Crowdsourcing the semantic web

olegp · on April 18, 2009

Vertical search engines which scrape a large number of sites already do something like this and some may already have the tools described in the article. That being said most use regular expressions instead of XPath because of malformed markup. CSS selectors are another option.

In my opinion the other side of the problem with uptake of the semantic web is that the tools and formats used to describe and access the data are kind of heavy weight. It would be nice if there was a simple way to define new data types as well as store and access the data.

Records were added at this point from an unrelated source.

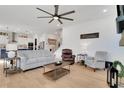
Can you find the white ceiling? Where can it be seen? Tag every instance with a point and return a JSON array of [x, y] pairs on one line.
[[24, 18]]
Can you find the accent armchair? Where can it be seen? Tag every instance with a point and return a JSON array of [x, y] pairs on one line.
[[67, 56], [97, 62]]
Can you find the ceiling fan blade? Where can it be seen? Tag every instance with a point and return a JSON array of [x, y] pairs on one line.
[[44, 11], [70, 12], [45, 17], [51, 20], [67, 18], [60, 21], [56, 9]]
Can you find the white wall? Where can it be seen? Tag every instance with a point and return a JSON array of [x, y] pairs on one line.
[[107, 41]]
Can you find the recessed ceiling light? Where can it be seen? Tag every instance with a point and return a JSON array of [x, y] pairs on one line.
[[58, 24], [105, 10]]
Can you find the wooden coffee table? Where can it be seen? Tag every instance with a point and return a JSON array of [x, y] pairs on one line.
[[56, 71]]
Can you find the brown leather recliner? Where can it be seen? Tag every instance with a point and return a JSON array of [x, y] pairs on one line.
[[67, 56]]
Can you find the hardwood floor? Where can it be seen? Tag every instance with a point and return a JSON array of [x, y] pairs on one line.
[[79, 77]]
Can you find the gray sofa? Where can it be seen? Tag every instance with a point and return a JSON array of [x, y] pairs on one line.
[[97, 62], [35, 58]]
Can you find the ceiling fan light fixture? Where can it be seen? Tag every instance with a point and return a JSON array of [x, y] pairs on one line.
[[56, 18]]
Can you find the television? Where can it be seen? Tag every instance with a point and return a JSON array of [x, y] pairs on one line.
[[120, 18]]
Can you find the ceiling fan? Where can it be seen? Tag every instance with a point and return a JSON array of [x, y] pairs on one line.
[[57, 16]]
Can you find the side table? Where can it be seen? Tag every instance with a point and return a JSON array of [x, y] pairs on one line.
[[12, 65]]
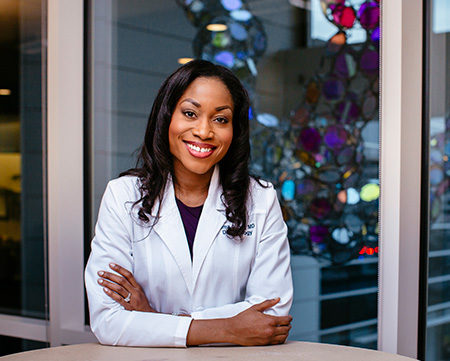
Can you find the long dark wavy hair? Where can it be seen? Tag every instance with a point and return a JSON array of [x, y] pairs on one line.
[[154, 163]]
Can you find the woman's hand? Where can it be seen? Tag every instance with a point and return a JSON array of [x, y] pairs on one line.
[[251, 327], [124, 289]]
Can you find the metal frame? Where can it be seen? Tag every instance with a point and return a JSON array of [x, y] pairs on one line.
[[401, 112], [400, 168], [65, 172]]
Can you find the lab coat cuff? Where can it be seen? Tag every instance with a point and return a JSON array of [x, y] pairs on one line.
[[182, 330]]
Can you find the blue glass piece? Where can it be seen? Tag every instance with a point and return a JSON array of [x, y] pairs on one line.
[[231, 5], [241, 15], [288, 190]]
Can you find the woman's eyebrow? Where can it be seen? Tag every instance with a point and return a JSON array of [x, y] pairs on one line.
[[198, 105], [224, 107], [190, 100]]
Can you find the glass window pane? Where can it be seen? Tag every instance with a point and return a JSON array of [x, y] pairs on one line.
[[438, 311], [22, 256], [311, 68]]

Perhaps something like Google Base with a bit of server-side JavaScript for scraping thrown in?

Maciek416 · on April 18, 2009

We're working on something remarkably close to what the article describes, but not taking the search engine approach you allude to. Rather, we're trying to make it into a useful multi-tool close in spirit to systems like Pachube, a component that coders/bloggers/site authors/whoever can drop into their projects.

And you're right. Semantic formats are very heavy weight. There are a lot of useful things that can be done with semi-semantic data before we achieve full linked-data across the web, if that even ever happens (you could argue for and against such visions, IMHO). Check it out at: http://scrapmetl.com/ and give us a shout on Twitter @Maciek416 and @corban if you're interested in playing.

fizx · on April 18, 2009

Also see http://parselets.com for an open source implementation of this from the guys (tectonic and I) who brought you SelectorGadget.

finin · on April 18, 2009

This reminds me of the W3C's annotea project -- http://www.w3.org/2001/Annotea/